Exploring variation in the responses of tree species to climate across diverse montane forests in Taiwan

Abstract

Rapid climate change is impacting forest distribution, species composition and function globally. Although some overall patterns are emerging, many factors can interact with climate across different forest types and between individual trees, which can modify responses of trees to climate change. Our overall understanding of how forests are changing is incredibly limited, with a paucity of information from tropical and subtropical mountain regions. Given the need for substantial improvement to our understanding of the variation in responses of forests to climate change, this thesis sets out to evaluate our current knowledge and highlight the remaining gaps in our understanding.
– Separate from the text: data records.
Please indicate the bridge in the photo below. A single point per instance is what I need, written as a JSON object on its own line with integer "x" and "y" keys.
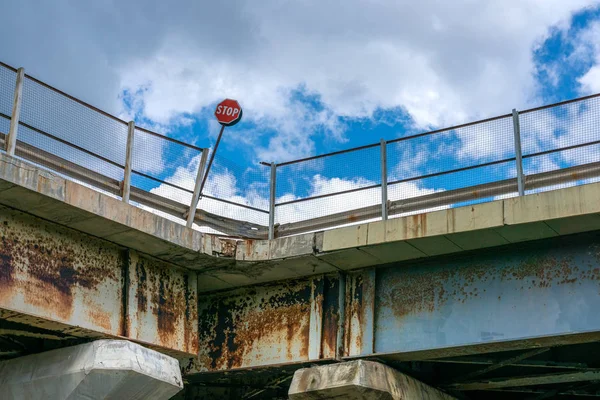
{"x": 489, "y": 299}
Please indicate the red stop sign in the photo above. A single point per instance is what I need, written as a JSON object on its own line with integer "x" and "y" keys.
{"x": 228, "y": 112}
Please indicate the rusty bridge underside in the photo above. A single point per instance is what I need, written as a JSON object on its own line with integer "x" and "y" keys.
{"x": 516, "y": 320}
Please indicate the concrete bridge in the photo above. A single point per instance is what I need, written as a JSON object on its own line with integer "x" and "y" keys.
{"x": 494, "y": 300}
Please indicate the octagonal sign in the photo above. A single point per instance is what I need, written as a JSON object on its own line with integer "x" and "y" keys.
{"x": 228, "y": 112}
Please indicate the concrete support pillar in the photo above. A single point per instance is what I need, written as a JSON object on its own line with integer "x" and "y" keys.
{"x": 104, "y": 369}
{"x": 358, "y": 380}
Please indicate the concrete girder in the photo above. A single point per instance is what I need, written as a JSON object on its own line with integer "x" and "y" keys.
{"x": 59, "y": 279}
{"x": 537, "y": 294}
{"x": 104, "y": 369}
{"x": 359, "y": 380}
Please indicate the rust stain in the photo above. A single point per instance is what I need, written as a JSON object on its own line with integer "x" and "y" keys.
{"x": 228, "y": 248}
{"x": 331, "y": 319}
{"x": 100, "y": 318}
{"x": 253, "y": 326}
{"x": 7, "y": 269}
{"x": 425, "y": 290}
{"x": 48, "y": 264}
{"x": 165, "y": 294}
{"x": 354, "y": 313}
Specifically, this thesis aims to 1) determine the size and direction of species distribution shifts, 2) identify the extent to which tree functional traits are associated with distribution shifts and environmental variation, 3) quantify variation in functional traits across the elevation range of a widely distributed tree species (Pinus taiwanensis), and 4) quantify the variability in responses of the early stages of P. taiwanensis development to projected temperature changes. We found that high elevation species shifted upwards but below the treeline, species shifted individualistically. Individual functional traits were poor predictors of individual species distribution shifts, but relationships between environment and function at the community-level were strong. Overall functional trait variation was high across the elevation range of P. taiwanensis and higher temperatures reduced the time to seedling emergence and promoted biomass gain, with seed elevation of origin also highly influential. These findings highlight the substantial variability possible in plant climate relationships across a large elevational gradient spanning a broad range of forest types, highlighting that it should not be assumed that trees will react ‘as one’ to climate change. Ultimately, this information will allow improved estimation of the impacts of climate change on biodiversity and ecosystem function across tropical montane forests.